Нехлюдов увидал особенный блеск под очками зятя. «Неужели это слезы?» – подумал Нехлюдов. И действительно, это были слезы оскорбления. Игнатий Никифорович, подойдя к окну, достал платок, откашливаясь, стал протирать очки и, сняв их, отер и глаза. Вернувшись к дивану, Игнатий Никифорович закурил сигару и больше ничего не говорил. Нехлюдову стало больно и стыдно за то, что он до такой степени огорчил зятя и сестру, в особенности потому, что он завтра уезжал и больше не увидится с ними. В смущенном состоянии он простился с ними и поехал домой.
«Очень может быть, что правда то, что я говорил, – по крайней мере, он ничего не возразил мне. Но не так надо было говорить. Мало же я изменился, если я мог так увлечься недобрым чувством и так оскорбить его и огорчить бедную Наташу», – думал он.
XXXIV
Партия, в которой шла Маслова, отправлялась с вокзала в три часа, и потому, чтобы видеть выход партии из острога и с ней вместе дойти до вокзала железной дороги, Нехлюдов намеревался приехать в острог раньше двенадцати.

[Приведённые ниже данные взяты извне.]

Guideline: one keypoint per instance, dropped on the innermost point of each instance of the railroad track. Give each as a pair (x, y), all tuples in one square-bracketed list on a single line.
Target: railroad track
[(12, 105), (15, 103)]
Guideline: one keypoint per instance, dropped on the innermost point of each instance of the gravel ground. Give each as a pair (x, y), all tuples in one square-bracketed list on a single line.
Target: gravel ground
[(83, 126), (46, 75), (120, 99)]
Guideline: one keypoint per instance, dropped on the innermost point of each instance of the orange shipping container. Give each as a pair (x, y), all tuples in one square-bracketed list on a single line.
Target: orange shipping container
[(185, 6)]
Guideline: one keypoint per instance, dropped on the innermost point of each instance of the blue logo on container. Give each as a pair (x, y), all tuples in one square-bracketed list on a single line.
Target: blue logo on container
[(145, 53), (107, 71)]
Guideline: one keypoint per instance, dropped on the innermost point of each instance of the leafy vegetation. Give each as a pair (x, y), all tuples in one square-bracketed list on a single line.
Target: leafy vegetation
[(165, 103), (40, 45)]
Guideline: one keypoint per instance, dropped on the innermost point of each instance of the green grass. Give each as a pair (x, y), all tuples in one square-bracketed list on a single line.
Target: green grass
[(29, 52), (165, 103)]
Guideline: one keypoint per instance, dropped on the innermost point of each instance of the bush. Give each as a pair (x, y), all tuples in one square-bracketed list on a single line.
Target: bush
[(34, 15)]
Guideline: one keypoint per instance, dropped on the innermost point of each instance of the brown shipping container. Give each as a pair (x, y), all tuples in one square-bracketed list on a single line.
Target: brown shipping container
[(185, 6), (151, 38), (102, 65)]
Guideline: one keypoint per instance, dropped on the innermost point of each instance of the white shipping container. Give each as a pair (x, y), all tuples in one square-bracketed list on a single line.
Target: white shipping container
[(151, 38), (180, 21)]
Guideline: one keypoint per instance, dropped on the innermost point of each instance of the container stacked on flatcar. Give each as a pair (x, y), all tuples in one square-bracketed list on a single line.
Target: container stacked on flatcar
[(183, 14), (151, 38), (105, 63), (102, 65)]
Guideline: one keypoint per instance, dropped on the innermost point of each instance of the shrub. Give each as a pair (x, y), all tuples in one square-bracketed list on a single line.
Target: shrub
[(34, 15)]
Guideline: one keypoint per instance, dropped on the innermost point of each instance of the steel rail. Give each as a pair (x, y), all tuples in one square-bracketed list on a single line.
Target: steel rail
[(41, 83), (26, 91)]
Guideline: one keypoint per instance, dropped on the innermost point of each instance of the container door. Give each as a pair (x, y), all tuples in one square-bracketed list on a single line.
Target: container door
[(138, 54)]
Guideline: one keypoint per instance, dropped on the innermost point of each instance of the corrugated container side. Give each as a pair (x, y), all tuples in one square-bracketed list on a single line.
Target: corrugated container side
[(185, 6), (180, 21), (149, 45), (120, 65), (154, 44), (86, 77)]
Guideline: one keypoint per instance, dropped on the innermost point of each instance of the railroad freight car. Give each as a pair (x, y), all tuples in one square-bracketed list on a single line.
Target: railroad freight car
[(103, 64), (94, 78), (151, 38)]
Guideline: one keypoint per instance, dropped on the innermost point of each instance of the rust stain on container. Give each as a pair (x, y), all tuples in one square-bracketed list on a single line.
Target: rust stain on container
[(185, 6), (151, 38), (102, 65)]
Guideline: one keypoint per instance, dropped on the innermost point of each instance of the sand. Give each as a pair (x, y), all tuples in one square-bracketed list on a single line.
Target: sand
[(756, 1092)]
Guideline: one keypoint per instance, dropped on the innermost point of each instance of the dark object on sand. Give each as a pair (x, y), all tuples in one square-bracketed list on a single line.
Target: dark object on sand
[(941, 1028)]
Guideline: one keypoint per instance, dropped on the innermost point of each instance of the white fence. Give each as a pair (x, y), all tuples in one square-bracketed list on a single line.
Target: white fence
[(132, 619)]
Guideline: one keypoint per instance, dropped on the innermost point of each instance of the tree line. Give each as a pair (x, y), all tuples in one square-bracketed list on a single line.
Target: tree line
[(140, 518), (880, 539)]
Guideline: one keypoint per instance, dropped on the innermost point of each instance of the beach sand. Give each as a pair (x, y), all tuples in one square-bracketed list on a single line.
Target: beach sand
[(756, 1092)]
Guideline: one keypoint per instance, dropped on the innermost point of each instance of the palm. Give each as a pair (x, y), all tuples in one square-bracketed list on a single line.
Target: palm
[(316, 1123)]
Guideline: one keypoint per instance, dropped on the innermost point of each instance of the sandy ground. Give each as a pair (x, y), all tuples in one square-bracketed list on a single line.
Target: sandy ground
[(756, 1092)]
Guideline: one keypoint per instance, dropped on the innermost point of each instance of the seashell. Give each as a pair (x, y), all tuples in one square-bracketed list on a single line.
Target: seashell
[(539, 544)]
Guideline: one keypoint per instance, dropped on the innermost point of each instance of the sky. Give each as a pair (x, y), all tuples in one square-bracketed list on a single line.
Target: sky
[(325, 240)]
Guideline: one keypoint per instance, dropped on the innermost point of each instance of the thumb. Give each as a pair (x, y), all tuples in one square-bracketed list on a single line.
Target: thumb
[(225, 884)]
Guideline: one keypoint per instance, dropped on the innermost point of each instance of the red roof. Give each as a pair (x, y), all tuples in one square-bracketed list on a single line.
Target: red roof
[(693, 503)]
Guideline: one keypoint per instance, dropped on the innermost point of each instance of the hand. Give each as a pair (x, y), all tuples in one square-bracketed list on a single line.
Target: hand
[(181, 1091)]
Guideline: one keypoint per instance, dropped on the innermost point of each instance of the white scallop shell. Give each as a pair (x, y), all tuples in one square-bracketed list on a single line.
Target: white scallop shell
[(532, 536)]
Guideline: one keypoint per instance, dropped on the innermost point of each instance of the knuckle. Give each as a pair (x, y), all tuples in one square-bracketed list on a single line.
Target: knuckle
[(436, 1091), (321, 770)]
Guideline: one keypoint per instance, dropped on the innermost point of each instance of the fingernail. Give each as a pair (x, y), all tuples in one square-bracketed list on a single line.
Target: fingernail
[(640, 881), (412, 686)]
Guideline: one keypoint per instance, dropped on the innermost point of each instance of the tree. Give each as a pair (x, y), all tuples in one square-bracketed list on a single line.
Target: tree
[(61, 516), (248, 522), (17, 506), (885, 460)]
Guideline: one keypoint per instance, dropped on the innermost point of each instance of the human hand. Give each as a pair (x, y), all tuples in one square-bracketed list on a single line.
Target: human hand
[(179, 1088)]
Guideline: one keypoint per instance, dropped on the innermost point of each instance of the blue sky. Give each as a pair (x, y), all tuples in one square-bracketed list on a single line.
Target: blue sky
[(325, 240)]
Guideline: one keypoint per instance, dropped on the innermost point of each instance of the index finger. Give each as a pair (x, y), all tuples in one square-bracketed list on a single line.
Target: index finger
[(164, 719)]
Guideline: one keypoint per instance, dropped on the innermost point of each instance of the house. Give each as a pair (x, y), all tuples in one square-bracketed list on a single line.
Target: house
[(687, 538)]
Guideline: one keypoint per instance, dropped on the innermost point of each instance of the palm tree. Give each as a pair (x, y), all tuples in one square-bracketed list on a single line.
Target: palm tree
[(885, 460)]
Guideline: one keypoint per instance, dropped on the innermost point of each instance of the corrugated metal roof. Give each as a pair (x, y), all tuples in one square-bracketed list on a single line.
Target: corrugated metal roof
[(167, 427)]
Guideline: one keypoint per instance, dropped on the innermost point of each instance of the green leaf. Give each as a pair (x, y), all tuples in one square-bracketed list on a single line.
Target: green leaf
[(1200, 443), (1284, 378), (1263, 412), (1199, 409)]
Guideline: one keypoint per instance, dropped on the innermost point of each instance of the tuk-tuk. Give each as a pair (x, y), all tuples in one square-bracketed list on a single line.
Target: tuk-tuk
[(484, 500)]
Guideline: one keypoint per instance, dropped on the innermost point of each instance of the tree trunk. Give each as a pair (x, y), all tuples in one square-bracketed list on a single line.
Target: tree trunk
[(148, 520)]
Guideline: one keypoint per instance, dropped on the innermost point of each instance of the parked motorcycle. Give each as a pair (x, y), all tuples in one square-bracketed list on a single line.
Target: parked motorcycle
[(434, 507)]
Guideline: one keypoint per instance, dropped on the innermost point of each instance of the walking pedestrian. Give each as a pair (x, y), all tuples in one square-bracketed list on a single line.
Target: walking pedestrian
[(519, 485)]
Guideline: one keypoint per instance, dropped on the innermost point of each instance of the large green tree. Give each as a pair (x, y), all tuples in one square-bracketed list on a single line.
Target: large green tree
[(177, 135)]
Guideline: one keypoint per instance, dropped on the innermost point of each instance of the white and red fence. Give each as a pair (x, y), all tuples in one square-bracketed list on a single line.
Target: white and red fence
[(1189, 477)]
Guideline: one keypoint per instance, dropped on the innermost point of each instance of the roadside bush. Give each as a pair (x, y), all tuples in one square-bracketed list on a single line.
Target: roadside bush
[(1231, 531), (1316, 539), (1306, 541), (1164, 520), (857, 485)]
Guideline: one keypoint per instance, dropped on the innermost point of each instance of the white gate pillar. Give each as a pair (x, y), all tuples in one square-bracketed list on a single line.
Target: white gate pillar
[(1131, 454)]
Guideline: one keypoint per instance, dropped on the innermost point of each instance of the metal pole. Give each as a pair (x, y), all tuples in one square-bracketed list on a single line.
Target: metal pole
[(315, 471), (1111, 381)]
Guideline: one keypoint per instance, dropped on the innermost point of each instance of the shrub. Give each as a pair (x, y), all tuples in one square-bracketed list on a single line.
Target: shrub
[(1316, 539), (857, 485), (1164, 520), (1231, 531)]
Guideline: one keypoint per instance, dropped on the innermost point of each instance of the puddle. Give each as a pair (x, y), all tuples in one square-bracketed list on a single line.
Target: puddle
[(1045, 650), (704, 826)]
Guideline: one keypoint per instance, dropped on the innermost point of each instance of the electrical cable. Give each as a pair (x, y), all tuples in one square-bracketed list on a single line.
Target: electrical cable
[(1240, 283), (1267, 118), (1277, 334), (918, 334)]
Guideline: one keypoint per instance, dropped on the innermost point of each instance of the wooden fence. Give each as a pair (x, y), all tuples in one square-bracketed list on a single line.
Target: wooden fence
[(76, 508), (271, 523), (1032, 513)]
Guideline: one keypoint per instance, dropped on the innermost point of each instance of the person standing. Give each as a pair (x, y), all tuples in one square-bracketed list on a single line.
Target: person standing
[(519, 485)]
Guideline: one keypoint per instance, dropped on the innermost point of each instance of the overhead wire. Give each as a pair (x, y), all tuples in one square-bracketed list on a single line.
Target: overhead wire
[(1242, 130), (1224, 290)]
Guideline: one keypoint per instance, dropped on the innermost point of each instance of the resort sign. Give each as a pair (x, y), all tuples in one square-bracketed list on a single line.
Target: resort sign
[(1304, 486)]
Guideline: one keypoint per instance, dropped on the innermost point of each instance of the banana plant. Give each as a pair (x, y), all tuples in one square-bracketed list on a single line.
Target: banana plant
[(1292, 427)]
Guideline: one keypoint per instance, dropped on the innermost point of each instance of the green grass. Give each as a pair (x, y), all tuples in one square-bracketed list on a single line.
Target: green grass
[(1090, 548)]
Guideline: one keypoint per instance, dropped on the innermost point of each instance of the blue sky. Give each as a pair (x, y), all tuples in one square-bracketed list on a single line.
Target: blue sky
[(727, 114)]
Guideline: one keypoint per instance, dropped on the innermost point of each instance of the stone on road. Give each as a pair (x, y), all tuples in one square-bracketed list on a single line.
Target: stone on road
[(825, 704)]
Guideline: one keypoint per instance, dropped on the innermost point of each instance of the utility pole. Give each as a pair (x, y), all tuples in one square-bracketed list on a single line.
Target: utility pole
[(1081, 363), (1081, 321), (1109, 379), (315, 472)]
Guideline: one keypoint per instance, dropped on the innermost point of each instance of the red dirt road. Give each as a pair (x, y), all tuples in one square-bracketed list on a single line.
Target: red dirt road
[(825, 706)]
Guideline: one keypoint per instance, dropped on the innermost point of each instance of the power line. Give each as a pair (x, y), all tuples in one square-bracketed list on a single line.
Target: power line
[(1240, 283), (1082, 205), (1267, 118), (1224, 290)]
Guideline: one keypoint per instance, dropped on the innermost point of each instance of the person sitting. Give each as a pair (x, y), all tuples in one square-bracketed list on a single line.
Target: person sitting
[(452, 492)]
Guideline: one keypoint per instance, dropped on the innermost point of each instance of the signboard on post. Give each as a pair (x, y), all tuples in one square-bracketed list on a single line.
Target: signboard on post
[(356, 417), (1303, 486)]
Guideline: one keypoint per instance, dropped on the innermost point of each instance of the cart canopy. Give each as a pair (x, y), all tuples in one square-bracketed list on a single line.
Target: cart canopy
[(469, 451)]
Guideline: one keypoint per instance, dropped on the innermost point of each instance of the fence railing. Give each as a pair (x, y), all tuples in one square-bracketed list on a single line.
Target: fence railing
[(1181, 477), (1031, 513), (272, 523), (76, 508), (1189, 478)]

Укладывая вещи и бумаги, Нехлюдов остановился на своем дневнике, перечитал некоторые места и то, что было записано в нем последнее. Последнее перед отъездом в Петербург было записано: «Катюша не хочет моей жертвы, а хочет своей. Она победила, и я победил. Она радует меня той внутренней переменой, которая, мне кажется, – боюсь верить, – происходит в ней. Боюсь верить, но мне кажется, что она оживает». Тут же, вслед за этим, было написано: «Пережил очень тяжелое и очень радостное. Узнал, что она нехорошо вела себя в больнице. И вдруг сделалось ужасно больно. Не ожидал, как больно. С отвращением и ненавистью я говорил с ней и потом вдруг вспомнил о себе, о том, как я много раз и теперь был, хотя и в мыслях, виноват в том, за что ненавидел ее, и вдруг в одно и то же время я стал противен себе, а она жалка, и мне стало очень хорошо. Только бы всегда вовремя успеть увидать бревно в своем глазу, как бы мы были добрее». На нынешнее число он записал: «Был у Наташи и как раз от довольства собой был недобр, зол, и осталось тяжелое чувство. Ну, да что же делать? С завтрашнего дня новая жизнь. Прощай, старая, и совсем. Много набралось впечатлений, но все еще не могу свести к единству».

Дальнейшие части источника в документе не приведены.